2020 December
Home Workouts are the New Normal

The ongoing COVID-19 pandemic has discouraged many people from going out to exercise. However, a lack of exercise for a prolonged period of time will lead to a decline in bodily functions. Home workouts have therefore emerged recently and people can stay physically active even at home. How can people raise their health consciousness amid the pandemic for this new normal?


According to the World Health Organization’s recommendations: children and youth aged 5-17 should have at least 60 minutes and adults aged 18-64 should have at least 30 minutes of exercise daily. The recommendation for the elderly is similar to that for adults. During the pandemic, many people have neglected to exercise as there are fewer chances to go out. Lobo Louie, Associate Professor at the Department of Sport, Physical Education and Health of the Hong Kong Baptist University, said that workouts are not limited to aerobic exercises such as running, swimming, and badminton.
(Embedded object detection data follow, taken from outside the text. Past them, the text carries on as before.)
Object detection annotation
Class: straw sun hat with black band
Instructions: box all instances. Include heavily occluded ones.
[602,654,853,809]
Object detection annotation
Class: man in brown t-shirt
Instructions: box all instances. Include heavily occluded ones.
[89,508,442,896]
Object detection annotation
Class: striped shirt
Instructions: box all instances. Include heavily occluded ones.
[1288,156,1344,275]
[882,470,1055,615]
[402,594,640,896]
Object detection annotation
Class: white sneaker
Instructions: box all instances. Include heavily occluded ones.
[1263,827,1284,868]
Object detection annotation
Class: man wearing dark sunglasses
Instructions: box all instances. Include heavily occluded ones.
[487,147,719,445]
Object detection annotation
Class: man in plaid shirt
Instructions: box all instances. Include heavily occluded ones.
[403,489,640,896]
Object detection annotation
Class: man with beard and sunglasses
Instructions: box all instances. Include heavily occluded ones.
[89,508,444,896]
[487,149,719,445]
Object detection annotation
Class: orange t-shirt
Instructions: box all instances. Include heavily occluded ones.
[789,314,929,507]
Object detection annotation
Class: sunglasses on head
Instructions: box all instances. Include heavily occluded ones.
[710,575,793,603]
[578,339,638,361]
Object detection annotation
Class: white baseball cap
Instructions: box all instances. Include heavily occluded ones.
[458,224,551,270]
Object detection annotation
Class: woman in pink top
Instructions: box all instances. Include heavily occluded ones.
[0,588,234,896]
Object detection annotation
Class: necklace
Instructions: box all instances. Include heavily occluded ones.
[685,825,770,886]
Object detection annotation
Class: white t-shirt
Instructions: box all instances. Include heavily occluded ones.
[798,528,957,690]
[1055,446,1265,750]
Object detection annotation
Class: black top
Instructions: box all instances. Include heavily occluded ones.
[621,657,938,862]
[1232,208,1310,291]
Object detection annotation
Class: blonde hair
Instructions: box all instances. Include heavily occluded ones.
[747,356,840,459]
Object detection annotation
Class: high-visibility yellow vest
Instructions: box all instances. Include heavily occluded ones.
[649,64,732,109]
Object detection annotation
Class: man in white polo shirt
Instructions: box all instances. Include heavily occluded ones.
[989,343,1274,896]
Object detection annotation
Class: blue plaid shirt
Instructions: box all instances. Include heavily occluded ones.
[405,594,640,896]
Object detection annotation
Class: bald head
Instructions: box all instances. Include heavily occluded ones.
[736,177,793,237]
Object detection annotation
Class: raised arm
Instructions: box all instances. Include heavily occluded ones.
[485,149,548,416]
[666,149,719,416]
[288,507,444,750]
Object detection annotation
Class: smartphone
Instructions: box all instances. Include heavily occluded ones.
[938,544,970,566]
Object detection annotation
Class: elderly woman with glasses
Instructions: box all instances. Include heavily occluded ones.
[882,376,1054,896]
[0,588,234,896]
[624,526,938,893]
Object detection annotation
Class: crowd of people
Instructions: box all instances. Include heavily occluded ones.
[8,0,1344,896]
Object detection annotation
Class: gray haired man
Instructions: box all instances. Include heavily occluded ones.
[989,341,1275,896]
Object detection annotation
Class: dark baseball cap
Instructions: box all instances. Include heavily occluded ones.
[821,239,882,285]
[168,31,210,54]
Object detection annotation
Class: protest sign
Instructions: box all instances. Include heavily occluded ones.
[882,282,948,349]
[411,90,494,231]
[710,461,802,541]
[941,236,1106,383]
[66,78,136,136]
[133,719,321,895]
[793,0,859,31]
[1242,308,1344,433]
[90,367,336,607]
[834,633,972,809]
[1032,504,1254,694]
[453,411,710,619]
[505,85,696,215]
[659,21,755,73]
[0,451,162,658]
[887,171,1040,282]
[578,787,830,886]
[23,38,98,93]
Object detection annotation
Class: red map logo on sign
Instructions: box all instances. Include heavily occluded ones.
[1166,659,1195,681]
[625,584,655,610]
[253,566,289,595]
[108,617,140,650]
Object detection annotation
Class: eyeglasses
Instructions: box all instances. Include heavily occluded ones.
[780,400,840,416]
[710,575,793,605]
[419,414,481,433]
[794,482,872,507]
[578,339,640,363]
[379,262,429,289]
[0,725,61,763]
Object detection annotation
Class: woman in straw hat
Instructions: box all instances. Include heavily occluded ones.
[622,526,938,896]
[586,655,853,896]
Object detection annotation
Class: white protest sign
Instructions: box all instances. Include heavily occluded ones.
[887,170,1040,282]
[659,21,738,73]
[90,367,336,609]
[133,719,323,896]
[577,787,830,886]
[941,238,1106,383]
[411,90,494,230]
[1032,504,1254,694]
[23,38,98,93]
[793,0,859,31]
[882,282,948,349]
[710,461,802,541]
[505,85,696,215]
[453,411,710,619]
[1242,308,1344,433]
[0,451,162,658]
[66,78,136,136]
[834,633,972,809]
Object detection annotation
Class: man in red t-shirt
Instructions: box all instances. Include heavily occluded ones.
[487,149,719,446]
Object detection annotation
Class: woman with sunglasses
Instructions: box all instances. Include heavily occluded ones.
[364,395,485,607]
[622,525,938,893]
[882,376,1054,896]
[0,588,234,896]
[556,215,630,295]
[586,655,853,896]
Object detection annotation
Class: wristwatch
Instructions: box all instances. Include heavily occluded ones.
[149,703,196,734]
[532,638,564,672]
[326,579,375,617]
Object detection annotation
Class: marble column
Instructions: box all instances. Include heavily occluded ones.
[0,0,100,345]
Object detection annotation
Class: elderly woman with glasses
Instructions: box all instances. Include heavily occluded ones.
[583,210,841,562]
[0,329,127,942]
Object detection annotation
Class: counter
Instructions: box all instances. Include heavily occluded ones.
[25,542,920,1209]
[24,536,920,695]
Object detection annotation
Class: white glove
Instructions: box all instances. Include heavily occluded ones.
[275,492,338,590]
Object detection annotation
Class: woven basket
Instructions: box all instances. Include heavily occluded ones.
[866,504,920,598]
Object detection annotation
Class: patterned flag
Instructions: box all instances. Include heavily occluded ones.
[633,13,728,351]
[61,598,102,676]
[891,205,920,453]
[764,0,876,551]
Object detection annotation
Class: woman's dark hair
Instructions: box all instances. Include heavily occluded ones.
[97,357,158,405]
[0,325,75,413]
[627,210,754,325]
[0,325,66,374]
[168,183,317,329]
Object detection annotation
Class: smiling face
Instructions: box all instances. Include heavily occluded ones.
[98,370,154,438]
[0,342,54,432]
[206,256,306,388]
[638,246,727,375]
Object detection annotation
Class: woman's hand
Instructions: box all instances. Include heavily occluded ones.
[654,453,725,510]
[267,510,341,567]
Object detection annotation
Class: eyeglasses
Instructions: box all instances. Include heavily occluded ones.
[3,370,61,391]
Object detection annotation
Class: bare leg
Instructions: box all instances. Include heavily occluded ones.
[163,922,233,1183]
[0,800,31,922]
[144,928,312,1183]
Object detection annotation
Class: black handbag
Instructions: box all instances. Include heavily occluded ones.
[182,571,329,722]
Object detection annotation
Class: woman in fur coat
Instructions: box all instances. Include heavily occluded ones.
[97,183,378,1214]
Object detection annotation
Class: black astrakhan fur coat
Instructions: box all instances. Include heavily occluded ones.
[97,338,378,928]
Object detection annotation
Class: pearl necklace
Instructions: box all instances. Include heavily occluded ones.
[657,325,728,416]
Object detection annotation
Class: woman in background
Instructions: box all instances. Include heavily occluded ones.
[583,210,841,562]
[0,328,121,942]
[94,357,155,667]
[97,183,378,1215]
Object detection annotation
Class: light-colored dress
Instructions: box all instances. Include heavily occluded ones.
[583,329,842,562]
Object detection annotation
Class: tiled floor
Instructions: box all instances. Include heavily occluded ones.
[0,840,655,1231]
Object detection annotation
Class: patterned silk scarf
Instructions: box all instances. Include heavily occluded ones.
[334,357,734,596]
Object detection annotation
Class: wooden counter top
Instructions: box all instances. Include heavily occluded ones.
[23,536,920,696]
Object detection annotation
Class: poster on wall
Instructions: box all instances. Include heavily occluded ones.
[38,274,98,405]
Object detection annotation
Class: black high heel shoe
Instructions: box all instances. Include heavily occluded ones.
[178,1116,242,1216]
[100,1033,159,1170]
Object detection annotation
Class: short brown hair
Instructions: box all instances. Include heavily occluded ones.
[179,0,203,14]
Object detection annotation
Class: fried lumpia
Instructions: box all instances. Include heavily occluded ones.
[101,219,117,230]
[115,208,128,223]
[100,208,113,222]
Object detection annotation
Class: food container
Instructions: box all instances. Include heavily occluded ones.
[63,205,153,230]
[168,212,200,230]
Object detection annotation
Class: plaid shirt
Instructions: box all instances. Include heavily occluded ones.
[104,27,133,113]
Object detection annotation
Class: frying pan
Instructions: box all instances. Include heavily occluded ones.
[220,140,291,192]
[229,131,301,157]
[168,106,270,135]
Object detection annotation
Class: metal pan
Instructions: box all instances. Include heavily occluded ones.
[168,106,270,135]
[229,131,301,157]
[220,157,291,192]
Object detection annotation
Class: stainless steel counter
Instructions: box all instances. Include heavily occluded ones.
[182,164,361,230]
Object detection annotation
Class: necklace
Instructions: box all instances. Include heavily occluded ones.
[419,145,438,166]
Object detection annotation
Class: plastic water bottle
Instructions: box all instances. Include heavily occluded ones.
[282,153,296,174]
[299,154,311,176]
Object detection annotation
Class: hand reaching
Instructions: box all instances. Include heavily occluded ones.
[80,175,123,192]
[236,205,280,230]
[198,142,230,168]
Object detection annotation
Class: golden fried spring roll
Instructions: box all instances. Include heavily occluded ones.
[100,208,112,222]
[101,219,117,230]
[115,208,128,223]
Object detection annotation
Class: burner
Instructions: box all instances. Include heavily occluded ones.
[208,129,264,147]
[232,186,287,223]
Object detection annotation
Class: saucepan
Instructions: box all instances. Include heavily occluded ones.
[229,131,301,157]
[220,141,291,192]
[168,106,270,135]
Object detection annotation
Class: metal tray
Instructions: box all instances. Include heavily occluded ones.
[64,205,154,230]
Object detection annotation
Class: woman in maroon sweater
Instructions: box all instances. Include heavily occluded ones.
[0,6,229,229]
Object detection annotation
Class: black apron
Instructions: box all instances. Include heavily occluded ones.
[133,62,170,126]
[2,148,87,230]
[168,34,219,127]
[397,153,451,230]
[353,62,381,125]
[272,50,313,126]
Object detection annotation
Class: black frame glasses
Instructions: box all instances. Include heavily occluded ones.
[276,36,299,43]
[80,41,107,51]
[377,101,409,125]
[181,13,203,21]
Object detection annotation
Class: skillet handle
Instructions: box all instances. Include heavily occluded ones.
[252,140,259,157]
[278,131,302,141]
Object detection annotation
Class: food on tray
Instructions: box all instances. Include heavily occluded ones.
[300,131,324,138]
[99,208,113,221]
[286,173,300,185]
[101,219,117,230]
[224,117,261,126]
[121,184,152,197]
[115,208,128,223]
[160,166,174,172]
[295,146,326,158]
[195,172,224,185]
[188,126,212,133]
They can be integrated into daily life, using the home environment to expend energy. “You can walk or take the stairs when getting home from work, or do on-the-spot running, sit-ups or push-ups when watching TV. As long as you are conscious about health and exercise, you can maintain your level of workout at all times.”


Health consciousness helps cultivate workout habits

Wearable exercise devices have become very popular in recent years. Many people use the step-tracking function of smartwatches, with the goal of “walking 10,000 steps per day”. According to Louie, this is just a standard goal and not well-rounded, as walking only focuses on exercising the muscles of the lower limbs. People should suitably include exercises for the upper limbs and core muscle strength, such as push-ups and planks, in their routine so that most of the body’s major muscles can get a good workout. Combining both aerobic and anaerobic exercises at home can strengthen cardiopulmonary functions and muscle strength at the same time.


Louie added that wearable exercise devices have raised people’s health consciousness. “People who have developed a health consciousness tend to start engaging in health behaviors such as workouts. Be it aerobic or anaerobic exercise, it helps improve metabolism and is good for health.” He suggested using the calendar app on the mobile phone to schedule workouts so that they become a habit. Simple fitness equipment such as dumbbells and resistance bands can also be added to the home. Place them in a prominent location to remind yourself to work out whenever you see them.


People without exercise habits should be mindful of HIIT

Hong Kong residents live a busy life and don’t have much time to spend on working out. Therefore, several recent online videos on high-intensity interval training (HIIT) have become a hit. HIIT is now a form of home workouts for many people amid the pandemic, while others use it as a regime to lose weight. Louie explained that HIIT is a workout regime involving short periods of aerobic and anaerobic exercises. It can expend a lot of energy in a short period of time. The muscles will experience excessive oxygen consumption after the workout, i.e. the after-burn effect, which can improve the body’s metabolic rate, thus achieving a better weight loss effect.


However, Louie cautioned that as HIIT alternates between high-intensity and low-intensity exercises, people who have no exercise habits will more likely get injured if they follow such a regime. “People who don’t exercise much can assess their basic physical fitness first. Generally, people who can continue jogging for 15 to 20 minutes have basic physical fitness. They can try some entry-level exercises. After their body has adapted to the intensity of the exercises, they can gradually strengthen their workouts.”


Home workouts are not a substitute for outdoor activities

If there are elders or children at home, what should they pay attention to when working out at home? Louie said that the elderly should exercise their lower limb muscles and balance ability to reduce the risk of falls. However, home-based fall-prevention exercises for the elderly do not have much effect since exercising in an enclosed environment does not give muscle coordination a good workout. He suggested that the elderly should engage in morning walks, as alternating between small and big steps, and moving left and right, will give their lower limbs a more well-rounded workout. Regarding children, Louie said that children aged 3-5 need 180 minutes of exercise every day. They should engage in running, jumping, throwing and catching exercises during their development to strengthen their cardiopulmonary functions and body muscles, as well as improve their coordination skills.


Although working out at home is a good thing to do, Louie cautioned that home workouts can never completely replace outdoor exercise and activities. “Hiking is a case in point. Hiking up and down trails can train muscle contraction and coordination. In addition, the natural environment not only allows our eyes to rest, but also calms our mood, while exposure to the sun is beneficial to our health and skin.”